13 novembre 2012 17:380 commenti

Partiamo da questo semplice principio: ognuno di noi può modificare il proprio elettroencefalogramma: questo acade, per esempio, ogni qual volta noi muoviamo un braccio o dormiamo.

Gli studi relativi alla Brain Computer Interface riconoscono le modifiche che un soggetto induce volontariamente e le associano a semplici eventi o segnali elettrici.

La scienza, pertanto, fa un enorme passo in avanti. A spiegarlo è il Dottor Emanuele Menegatti, durante il suo intervento al convegno Robotica 2012, tenutosi venerdì 9 novembre presso Rho in occasione della Fieramilano:

“Con la Bci (Brain Computer Interface) si registra l’attivita’ elettrica cerebrale per consentire, ad esempio, di dare comandi al computer senza toccare la tastiera o il mouse, una funzione molto importante soprattutto per le persone con disabilita’ motorie. La Bci e’ molto utile anche per la riabilitazioni di pazienti colpiti da ictus perche’ consente di individuare le zone del cervello piu’ vicine a quelle danneggiate, in modo da ottimizzare i movimenti degli arti compromessi”.

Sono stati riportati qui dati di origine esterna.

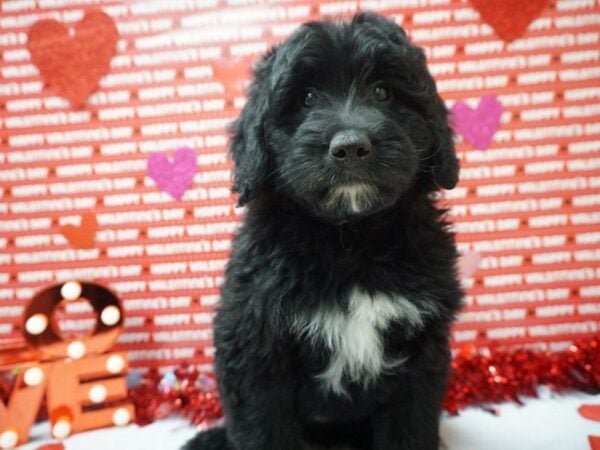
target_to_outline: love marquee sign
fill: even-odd
[[[83,338],[64,339],[53,320],[65,302],[87,300],[96,314],[95,329]],[[17,374],[8,404],[0,402],[0,448],[27,442],[44,396],[52,436],[127,425],[134,408],[127,398],[124,353],[109,352],[121,332],[118,297],[100,284],[69,281],[38,292],[25,308],[26,345],[0,351],[0,368]]]

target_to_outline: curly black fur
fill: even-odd
[[[185,450],[438,448],[462,297],[453,236],[433,200],[458,179],[446,115],[423,52],[374,14],[308,23],[258,64],[231,149],[247,215],[214,322],[227,425]],[[331,158],[344,129],[369,137],[368,161]],[[360,207],[335,195],[357,185],[369,189]],[[385,358],[401,362],[372,379],[343,372],[332,389],[319,374],[339,349],[299,323],[347,317],[357,289],[373,305],[378,295],[409,303],[377,328]],[[323,321],[323,335],[344,326]]]

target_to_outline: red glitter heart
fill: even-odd
[[[110,69],[119,33],[102,11],[90,11],[73,35],[55,20],[40,20],[28,33],[27,48],[48,87],[81,106]]]
[[[523,36],[549,0],[470,0],[471,5],[505,42]]]

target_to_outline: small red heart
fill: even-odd
[[[60,442],[52,442],[51,444],[44,444],[35,450],[64,450],[65,446]]]
[[[92,248],[97,229],[98,221],[96,220],[96,216],[92,213],[86,213],[81,216],[79,226],[63,225],[60,227],[60,232],[73,247]]]
[[[213,62],[213,73],[227,91],[242,91],[243,82],[250,77],[251,59],[239,57]]]
[[[45,19],[29,29],[31,61],[46,84],[71,105],[81,106],[110,70],[119,32],[102,11],[90,11],[75,24],[73,36],[56,20]]]
[[[600,436],[588,436],[592,450],[600,450]]]
[[[581,405],[577,411],[586,419],[600,422],[600,405]]]
[[[505,42],[523,36],[531,22],[540,16],[549,0],[470,0],[481,18]]]

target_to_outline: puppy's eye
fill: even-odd
[[[390,99],[390,92],[385,86],[378,84],[373,88],[373,96],[378,102],[385,102]]]
[[[305,108],[314,106],[317,101],[317,93],[313,89],[309,89],[304,93],[303,105]]]

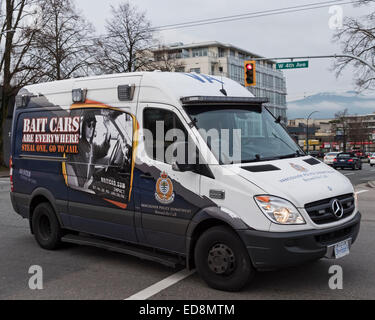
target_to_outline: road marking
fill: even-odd
[[[368,192],[368,190],[360,190],[360,191],[357,191],[356,194],[360,194],[360,193],[364,193],[364,192]]]
[[[353,174],[355,174],[354,172],[352,173],[344,173],[344,176],[352,176]]]
[[[139,291],[136,294],[133,294],[129,298],[126,298],[125,300],[146,300],[155,294],[159,293],[160,291],[163,291],[164,289],[173,286],[177,282],[180,282],[181,280],[184,280],[185,278],[191,276],[193,273],[195,273],[195,270],[181,270],[177,273],[172,274],[168,278],[165,278],[150,287],[143,289],[142,291]]]

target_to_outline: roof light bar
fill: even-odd
[[[211,97],[211,96],[192,96],[192,97],[182,97],[182,104],[263,104],[268,103],[268,98],[263,97]]]

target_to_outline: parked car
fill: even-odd
[[[337,157],[337,155],[339,154],[340,152],[328,152],[326,153],[326,155],[324,156],[324,163],[325,164],[328,164],[328,165],[333,165],[333,160]]]
[[[333,167],[335,169],[362,170],[362,161],[352,152],[342,152],[333,160]]]
[[[369,163],[370,163],[371,167],[373,165],[375,165],[375,153],[373,153],[373,154],[370,155],[370,157],[369,157]]]
[[[370,163],[371,156],[372,156],[372,152],[366,152],[366,159],[368,163]]]

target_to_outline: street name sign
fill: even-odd
[[[276,69],[300,69],[308,68],[309,61],[293,61],[293,62],[280,62],[276,63]]]

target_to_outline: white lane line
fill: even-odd
[[[364,193],[364,192],[368,192],[368,190],[360,190],[360,191],[357,191],[356,194],[360,194],[360,193]]]
[[[143,289],[142,291],[139,291],[136,294],[133,294],[129,298],[126,298],[125,300],[146,300],[155,294],[159,293],[160,291],[173,286],[177,282],[184,280],[185,278],[191,276],[193,273],[195,273],[195,270],[181,270],[177,273],[172,274],[168,278],[165,278],[150,287]]]
[[[353,174],[355,174],[354,172],[352,173],[344,173],[344,176],[352,176]]]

Menegatti, durante la sua relazione ha aggiunto:

”Grazie alle nuove tecnologie e’ possibile interfacciarsi al sistema nervoso e consentire al computer di analizzare i dati di persone e animali. In quest’ultimo caso, ad esempio, l’obiettivo e’ analizzare i segnali del sistema nervoso per capire sia come gli animali percepiscono il mondo, per poi creare robot basati sugli stessi meccanismi, sia per conoscere meglio il funzionamento sistema nervoso e trovare, quindi, nuove terapie per gli uomini. Bisogna sottolineare, infine, che i robot sono molto utili sia per la telepresenza sia come veri e propri fisioterapisti”.